Slow Control, makers of the 10SFork that yells at you to eat more slowly, is working on a bottle that will help new parents and caregivers regulate the flow of their baby's bottle. The Baby Gigl is a sleeve that goes over the baby's bottle, detecting tilt, the motion of baby eating, and volume changes.
Slow Control debuted the Baby Gigl at CES in January and has launched an indiegogo campaign to bring it to market. The campaign will run March 24 through May 3, with the goal of shipping in September 2015.
The sleeve fits over Nuk brand bottles, which are included. The sleeve sends information about feedings to the Baby Journal app via Bluetooth, which can be disabled during the feeding to protect the baby from radiation. Data is collected and stored, then synced after the feeding is over and the bottle is removed from the sleeve.
The sleeve will give instant feedback during the feeding with both light and sound alarms. The main goal of the Baby Gigl is to help the caregiver keep the bottle at an optimum tilt to pace the feeding based on how much milk or formula is left in the bottle. Too steep of a tilt can cause the baby to take in too much too fast and lead to spit up and an upset tummy, while too shallow of a tilt can allow air into the nipple, leading to excess gas and crying.

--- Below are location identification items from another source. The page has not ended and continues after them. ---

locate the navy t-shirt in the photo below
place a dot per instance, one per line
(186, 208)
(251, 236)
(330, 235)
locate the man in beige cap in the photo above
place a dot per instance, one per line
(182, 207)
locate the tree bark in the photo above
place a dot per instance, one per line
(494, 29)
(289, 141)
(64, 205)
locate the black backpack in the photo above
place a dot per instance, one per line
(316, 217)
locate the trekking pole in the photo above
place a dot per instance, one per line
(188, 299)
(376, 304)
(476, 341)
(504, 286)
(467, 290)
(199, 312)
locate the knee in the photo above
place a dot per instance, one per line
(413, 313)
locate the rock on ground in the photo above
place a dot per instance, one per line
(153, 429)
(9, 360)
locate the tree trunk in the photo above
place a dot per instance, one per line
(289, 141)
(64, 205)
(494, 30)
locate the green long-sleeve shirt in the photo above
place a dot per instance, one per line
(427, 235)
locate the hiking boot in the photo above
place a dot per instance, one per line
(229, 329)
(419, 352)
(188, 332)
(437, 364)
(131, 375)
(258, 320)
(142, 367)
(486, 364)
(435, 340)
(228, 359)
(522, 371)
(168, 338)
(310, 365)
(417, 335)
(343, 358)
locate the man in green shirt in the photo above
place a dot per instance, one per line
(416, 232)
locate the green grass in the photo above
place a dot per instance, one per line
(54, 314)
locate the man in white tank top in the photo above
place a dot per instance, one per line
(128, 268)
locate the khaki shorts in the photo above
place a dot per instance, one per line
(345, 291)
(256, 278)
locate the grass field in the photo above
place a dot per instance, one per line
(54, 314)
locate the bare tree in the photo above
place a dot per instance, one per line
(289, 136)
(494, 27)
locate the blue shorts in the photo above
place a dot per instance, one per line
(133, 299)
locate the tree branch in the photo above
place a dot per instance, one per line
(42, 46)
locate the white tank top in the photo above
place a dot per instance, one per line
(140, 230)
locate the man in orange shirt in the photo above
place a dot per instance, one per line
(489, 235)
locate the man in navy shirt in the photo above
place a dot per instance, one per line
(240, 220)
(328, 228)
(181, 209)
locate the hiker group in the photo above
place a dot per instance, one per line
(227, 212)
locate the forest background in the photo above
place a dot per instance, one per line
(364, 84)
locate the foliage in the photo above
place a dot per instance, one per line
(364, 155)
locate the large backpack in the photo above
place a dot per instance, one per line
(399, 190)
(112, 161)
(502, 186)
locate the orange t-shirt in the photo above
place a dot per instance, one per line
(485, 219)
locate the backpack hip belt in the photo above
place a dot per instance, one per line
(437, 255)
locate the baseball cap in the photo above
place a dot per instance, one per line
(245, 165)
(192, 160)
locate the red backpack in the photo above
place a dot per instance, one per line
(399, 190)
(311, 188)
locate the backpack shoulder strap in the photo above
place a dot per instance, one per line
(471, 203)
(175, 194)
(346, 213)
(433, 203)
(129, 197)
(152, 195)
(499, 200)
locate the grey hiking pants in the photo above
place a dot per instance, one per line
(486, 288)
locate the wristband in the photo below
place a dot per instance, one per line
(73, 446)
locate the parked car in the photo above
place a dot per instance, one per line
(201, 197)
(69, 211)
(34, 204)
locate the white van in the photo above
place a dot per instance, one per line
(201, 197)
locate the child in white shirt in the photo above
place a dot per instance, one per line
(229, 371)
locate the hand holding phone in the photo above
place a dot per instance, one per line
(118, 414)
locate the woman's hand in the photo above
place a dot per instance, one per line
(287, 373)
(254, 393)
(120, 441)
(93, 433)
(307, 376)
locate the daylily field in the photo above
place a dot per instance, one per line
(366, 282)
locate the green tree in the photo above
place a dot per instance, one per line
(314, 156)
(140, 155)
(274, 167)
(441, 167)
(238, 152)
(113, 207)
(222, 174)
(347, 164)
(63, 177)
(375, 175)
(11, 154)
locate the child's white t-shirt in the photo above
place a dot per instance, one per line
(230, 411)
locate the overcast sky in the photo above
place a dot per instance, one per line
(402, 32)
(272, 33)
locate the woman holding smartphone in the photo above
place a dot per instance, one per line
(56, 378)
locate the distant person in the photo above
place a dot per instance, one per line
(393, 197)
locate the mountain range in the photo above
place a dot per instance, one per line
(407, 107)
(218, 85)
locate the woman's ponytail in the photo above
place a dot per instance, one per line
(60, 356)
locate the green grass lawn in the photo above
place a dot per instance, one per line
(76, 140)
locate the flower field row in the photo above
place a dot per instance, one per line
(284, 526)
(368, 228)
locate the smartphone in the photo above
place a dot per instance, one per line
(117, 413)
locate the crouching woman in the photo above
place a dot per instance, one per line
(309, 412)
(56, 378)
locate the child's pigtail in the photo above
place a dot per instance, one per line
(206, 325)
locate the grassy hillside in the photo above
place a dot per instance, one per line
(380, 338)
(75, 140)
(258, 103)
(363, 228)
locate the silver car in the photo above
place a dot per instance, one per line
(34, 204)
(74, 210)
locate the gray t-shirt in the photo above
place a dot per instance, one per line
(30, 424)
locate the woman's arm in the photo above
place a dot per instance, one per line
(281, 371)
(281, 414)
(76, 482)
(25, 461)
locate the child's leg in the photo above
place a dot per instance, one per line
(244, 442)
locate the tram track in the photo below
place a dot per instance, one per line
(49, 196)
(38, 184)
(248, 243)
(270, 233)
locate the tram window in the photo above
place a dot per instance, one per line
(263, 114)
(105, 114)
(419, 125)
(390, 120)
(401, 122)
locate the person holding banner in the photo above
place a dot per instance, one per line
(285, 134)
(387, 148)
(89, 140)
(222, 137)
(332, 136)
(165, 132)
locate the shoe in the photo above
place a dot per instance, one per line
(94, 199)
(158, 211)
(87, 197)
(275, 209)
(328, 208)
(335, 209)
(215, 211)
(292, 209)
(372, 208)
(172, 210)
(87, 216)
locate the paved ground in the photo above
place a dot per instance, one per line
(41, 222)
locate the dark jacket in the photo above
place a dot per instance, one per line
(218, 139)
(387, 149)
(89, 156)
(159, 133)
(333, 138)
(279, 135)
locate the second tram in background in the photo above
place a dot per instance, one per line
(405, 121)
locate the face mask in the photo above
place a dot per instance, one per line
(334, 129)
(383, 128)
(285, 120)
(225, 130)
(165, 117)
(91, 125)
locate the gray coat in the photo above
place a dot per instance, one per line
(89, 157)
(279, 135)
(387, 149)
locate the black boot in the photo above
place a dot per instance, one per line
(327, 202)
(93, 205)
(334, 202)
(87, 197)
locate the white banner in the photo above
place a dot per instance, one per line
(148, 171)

Because the Gigl also detects the feeding motion as the bottle moves to the baby's suckle, it can warn the caregiver if the baby is doing a lot of work but the volume in the bottle isn't changing, likely indicating that a lump has clogged the nipple.
Baby Journal also allows the parent to manually enter and track the baby's weight and size, number of burps, wet/dirty diapers, sleep, mood, temperature, and vaccinations. There is also a picture gallery and a place to track milestones.
Hospital nurses gave me a paper journal to record feedings and diapers for each baby. With my first, I diligently filled it out and took it with me to the pediatrician in the early weeks. With my second, I'm not even sure I remembered to take it home from the hospital. Even though there are plenty of baby-tracking apps and plenty of diligent first-time parents with the actual time to enter information, eventually you forget here and there. Or altogether. I couldn't tell you about my baby's most recent feeding, let alone his past month.
The automatic feeding data collection is what most excites pediatric expert, Dr Joseph Cohen who says "Pediatricians are used to relying on the recall of sleep-deprived parents for histories, including feeding. With Baby Journal 3.0 included with the Baby Gigl app, for the first time, parents can effortlessly give the pediatrician accurate and robust information regarding the infant's feeding progress."